Vincent Poirier se donne des objectifs élevés. Après un passage en NBA, à Boston puis Philadelphie loin d’être satisfaisant, le pivot international tricolore va intégrer l’effectif du Real Madrid. Mais, avant de rallier la capitale espagnole, le joueur de 27 ans a fait un crochet par le Palais des Sports Marcel-Cerdan de Levallois pour assister à la victoire de son club formateur face à Orléans en Jeep Elite. En marge de cette rencontre, Vincent Poirier s’est confié au micro de la chaîne L’Equipe se remémorant les souvenirs liés à cette salle et à ce club. « J’ai profité qu’il y ait une rencontre avec beaucoup de gens que je connais. C’est aussi l’occasion de revenir à Levallois, où j’ai commencé donc ça fait plaisir, a ainsi déclaré le natif de Clamart. J’ai beaucoup de souvenirs, j’ai remporté ici la Coupe de France, mon premier trophée. C’est là que je suis passé professionnel et que tout a commencé. »

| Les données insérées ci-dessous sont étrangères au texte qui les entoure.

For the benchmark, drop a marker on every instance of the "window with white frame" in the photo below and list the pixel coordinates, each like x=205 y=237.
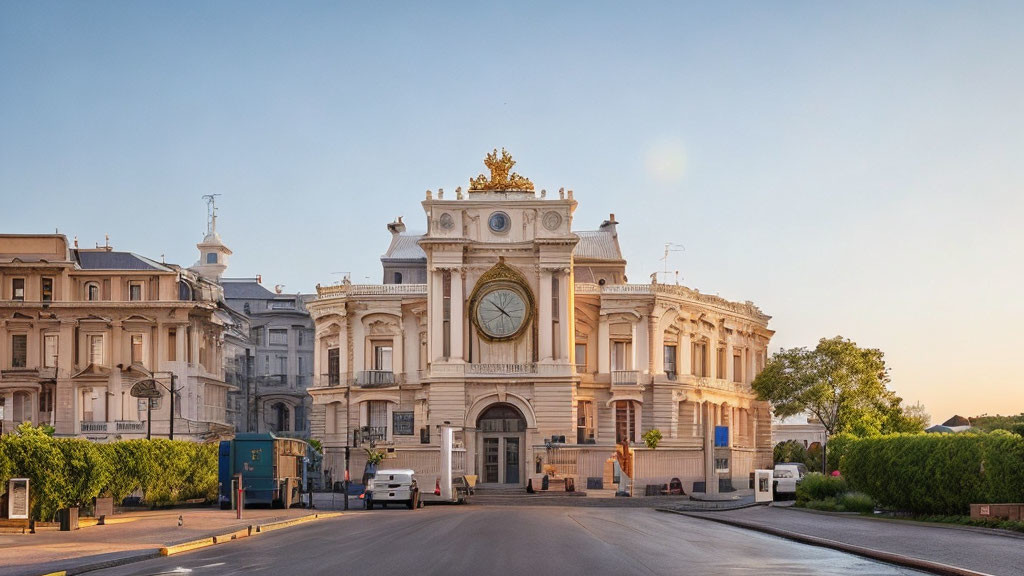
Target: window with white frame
x=581 y=352
x=50 y=351
x=95 y=346
x=585 y=421
x=136 y=348
x=279 y=336
x=18 y=351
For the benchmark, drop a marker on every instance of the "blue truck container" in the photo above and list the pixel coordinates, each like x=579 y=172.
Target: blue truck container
x=271 y=468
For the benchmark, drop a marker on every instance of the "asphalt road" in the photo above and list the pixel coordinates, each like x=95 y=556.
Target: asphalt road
x=481 y=540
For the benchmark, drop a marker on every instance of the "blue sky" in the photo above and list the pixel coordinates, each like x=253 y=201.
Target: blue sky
x=853 y=169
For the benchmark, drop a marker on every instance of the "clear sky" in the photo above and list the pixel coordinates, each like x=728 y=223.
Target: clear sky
x=853 y=168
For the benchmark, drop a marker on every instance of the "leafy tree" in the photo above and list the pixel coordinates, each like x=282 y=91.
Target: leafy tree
x=839 y=382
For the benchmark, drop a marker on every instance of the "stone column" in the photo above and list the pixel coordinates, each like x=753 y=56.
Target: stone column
x=458 y=317
x=603 y=358
x=544 y=331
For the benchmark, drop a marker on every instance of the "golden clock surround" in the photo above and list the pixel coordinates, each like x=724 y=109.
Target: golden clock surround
x=499 y=277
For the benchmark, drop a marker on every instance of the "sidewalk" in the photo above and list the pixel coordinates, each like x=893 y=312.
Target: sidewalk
x=124 y=535
x=972 y=549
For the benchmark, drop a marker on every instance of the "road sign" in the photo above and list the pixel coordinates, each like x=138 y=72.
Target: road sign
x=145 y=388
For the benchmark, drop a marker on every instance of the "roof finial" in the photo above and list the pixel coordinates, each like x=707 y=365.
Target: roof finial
x=211 y=212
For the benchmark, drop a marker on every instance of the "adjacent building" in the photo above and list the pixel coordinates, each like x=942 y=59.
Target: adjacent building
x=79 y=328
x=506 y=322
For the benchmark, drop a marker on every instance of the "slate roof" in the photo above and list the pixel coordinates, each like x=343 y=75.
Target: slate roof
x=597 y=245
x=404 y=247
x=88 y=259
x=245 y=289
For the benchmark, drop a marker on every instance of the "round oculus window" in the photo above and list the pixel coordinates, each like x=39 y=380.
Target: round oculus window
x=500 y=222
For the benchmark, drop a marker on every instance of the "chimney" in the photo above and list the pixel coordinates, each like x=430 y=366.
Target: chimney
x=396 y=227
x=609 y=224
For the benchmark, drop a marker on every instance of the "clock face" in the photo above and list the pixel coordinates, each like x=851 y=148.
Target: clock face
x=501 y=313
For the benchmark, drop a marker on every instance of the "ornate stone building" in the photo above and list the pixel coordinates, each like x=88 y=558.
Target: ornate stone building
x=79 y=327
x=526 y=336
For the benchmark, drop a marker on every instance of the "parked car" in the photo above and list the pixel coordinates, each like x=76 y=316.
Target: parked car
x=392 y=486
x=787 y=476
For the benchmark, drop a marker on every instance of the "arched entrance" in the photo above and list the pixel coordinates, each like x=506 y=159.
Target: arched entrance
x=501 y=438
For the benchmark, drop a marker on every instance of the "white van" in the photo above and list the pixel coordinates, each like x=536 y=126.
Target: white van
x=392 y=486
x=787 y=476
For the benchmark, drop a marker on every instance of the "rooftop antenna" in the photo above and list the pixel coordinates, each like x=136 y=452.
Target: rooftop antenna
x=211 y=212
x=670 y=247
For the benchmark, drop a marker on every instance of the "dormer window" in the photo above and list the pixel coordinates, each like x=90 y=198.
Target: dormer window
x=92 y=291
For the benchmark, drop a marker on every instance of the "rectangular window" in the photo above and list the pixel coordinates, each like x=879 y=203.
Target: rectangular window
x=95 y=350
x=446 y=313
x=136 y=348
x=46 y=290
x=620 y=356
x=625 y=421
x=581 y=357
x=279 y=336
x=18 y=351
x=333 y=367
x=670 y=360
x=383 y=358
x=172 y=344
x=585 y=421
x=49 y=351
x=699 y=359
x=555 y=313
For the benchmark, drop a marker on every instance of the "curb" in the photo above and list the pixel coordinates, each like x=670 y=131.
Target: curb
x=889 y=558
x=251 y=530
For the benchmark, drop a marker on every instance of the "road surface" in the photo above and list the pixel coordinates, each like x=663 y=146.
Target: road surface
x=484 y=540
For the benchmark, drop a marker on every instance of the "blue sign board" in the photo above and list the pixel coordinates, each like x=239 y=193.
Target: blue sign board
x=721 y=436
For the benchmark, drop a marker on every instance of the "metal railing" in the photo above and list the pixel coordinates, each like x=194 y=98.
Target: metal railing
x=93 y=426
x=625 y=377
x=502 y=369
x=369 y=435
x=129 y=426
x=376 y=379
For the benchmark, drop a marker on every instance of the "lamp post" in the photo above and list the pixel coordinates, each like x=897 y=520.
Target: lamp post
x=147 y=388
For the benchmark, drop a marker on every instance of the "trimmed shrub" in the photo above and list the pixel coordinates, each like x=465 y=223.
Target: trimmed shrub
x=72 y=471
x=817 y=486
x=937 y=474
x=856 y=502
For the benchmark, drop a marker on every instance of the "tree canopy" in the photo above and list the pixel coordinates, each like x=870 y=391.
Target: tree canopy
x=840 y=383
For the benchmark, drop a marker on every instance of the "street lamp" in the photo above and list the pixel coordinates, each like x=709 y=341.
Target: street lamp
x=147 y=388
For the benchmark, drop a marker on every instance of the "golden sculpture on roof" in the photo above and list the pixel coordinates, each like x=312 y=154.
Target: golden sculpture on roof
x=502 y=176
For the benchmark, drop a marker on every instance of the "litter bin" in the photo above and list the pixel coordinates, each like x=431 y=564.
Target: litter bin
x=69 y=519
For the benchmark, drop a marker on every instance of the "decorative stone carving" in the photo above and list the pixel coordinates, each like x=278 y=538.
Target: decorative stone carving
x=552 y=220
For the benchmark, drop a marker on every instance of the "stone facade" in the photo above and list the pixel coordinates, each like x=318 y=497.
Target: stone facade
x=526 y=336
x=80 y=327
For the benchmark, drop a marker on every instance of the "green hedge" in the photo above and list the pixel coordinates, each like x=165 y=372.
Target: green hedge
x=937 y=474
x=70 y=471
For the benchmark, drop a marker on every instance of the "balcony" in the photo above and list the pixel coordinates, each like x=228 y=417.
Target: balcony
x=369 y=435
x=93 y=426
x=625 y=377
x=376 y=379
x=129 y=426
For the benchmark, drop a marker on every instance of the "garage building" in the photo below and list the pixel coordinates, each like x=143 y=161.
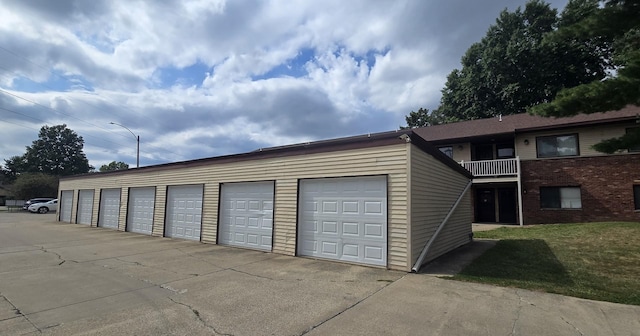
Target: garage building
x=387 y=200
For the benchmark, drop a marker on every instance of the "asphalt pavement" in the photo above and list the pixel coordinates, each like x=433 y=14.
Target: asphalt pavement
x=69 y=279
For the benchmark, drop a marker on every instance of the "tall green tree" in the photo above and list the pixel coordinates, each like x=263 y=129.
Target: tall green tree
x=114 y=166
x=57 y=152
x=617 y=24
x=13 y=167
x=31 y=185
x=423 y=118
x=514 y=67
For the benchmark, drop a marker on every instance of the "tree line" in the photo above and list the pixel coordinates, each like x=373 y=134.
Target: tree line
x=57 y=152
x=535 y=60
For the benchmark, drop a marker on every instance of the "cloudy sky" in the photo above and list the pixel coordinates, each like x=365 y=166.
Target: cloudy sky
x=202 y=78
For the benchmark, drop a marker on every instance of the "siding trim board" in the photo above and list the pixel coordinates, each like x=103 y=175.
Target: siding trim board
x=323 y=146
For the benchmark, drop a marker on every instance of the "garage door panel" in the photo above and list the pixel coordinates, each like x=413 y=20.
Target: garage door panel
x=344 y=219
x=109 y=212
x=66 y=205
x=247 y=215
x=184 y=212
x=85 y=207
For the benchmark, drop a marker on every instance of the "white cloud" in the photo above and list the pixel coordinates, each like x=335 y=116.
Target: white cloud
x=370 y=63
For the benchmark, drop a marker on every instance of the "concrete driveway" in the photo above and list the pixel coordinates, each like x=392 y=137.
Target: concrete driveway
x=62 y=279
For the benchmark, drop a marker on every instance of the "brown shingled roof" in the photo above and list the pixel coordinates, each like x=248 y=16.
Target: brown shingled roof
x=518 y=123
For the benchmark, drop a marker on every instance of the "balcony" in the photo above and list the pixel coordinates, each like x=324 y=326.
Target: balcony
x=492 y=168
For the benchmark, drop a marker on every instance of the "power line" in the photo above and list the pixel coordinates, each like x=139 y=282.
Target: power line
x=79 y=119
x=82 y=101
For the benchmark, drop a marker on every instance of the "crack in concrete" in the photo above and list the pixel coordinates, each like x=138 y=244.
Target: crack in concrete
x=57 y=254
x=19 y=312
x=163 y=286
x=199 y=317
x=349 y=308
x=606 y=318
x=571 y=324
x=253 y=275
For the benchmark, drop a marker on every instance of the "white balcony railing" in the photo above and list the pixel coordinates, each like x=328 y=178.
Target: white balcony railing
x=501 y=167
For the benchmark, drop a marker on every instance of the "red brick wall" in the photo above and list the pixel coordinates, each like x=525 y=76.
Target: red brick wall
x=606 y=185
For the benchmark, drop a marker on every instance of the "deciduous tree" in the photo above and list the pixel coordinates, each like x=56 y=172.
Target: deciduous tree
x=514 y=67
x=57 y=152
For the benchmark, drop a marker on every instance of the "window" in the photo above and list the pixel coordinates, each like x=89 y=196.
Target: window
x=447 y=150
x=560 y=198
x=634 y=130
x=557 y=145
x=505 y=151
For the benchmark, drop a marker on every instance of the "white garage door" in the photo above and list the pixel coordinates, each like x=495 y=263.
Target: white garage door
x=85 y=207
x=344 y=219
x=65 y=204
x=184 y=212
x=141 y=204
x=109 y=208
x=246 y=215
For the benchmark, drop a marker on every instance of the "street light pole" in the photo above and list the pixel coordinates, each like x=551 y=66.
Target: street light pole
x=137 y=143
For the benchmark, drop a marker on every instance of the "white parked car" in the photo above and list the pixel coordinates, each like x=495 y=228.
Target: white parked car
x=44 y=207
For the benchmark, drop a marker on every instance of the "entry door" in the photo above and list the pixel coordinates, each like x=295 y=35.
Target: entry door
x=485 y=205
x=109 y=212
x=140 y=210
x=507 y=205
x=66 y=205
x=85 y=207
x=184 y=212
x=344 y=219
x=246 y=215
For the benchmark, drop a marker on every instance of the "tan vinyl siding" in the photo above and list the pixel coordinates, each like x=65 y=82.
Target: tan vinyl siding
x=74 y=206
x=286 y=171
x=462 y=152
x=96 y=207
x=124 y=201
x=434 y=190
x=587 y=137
x=285 y=214
x=210 y=205
x=159 y=210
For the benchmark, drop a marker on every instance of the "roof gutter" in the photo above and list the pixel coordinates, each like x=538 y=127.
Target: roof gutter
x=425 y=250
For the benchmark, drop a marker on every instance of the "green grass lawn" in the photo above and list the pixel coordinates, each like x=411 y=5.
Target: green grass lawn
x=598 y=261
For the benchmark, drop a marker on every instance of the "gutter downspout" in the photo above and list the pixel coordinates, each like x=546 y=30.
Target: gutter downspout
x=423 y=254
x=521 y=216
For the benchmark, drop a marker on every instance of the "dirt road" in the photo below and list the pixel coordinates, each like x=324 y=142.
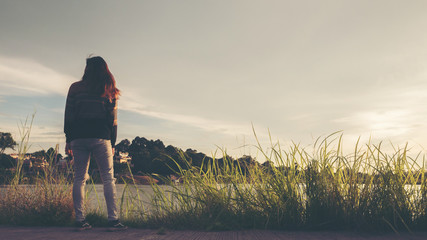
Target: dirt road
x=64 y=233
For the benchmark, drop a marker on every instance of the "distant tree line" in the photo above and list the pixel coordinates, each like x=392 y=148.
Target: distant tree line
x=149 y=156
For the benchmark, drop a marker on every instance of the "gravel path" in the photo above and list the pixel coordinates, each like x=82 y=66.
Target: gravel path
x=63 y=233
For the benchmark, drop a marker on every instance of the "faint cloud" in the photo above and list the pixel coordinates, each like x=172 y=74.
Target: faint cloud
x=130 y=103
x=23 y=77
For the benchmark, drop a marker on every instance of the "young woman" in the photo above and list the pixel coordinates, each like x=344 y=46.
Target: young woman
x=90 y=128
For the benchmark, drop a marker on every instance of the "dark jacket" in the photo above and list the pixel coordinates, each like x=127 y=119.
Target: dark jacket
x=88 y=115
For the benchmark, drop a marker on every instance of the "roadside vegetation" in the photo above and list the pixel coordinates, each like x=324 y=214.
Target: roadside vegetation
x=296 y=188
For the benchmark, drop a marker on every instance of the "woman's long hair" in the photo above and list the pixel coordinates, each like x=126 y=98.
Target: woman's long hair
x=99 y=78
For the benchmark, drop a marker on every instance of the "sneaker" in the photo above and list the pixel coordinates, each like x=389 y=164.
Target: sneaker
x=82 y=225
x=115 y=226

Poirier : « Le podium à Tokyo ! »


Un passage en Ile-de-France qui n’est qu’une étape avant de rejoindre le Real Madrid dès ce lundi mais sans certitude quant à ses débuts avec les Merengue. « Je ne sais pas quand je vais pouvoir commencer à jouer des matchs, confirme Vincent Poirier. Il faut le faire rapidement pour pouvoir intégrer l’effectif et commencer à jouer. » Un retour en Europe qui n’a qu’un seul objectif aux yeux du joueur aux 30 sélections avec les Bleus. « Je veux surtout préparer les Jeux Olympiques car c’est ce que j’ai envie de faire, assure celui qui a fait partie de l’équipe de France médaillée de bronze lors de la dernière Coupe du Monde. Retrouver les sensations, le plaisir de jouer et être performant. » Mais les Jeux Olympiques, Vincent Poirier ne compte pas y faire de la figuration, clamant que son objectif est « le podium à Tokyo ». Le pivot assure que les Bleus ont «  les armes pour le faire ». « Il va falloir tout donner et je pense qu’on a beaucoup de Français qui sont performants en NBA et en Europe, ajoute-t-il. On a l’équipe pour faire quelque chose. » Un discours qui devrait plaire à Vincent Collet.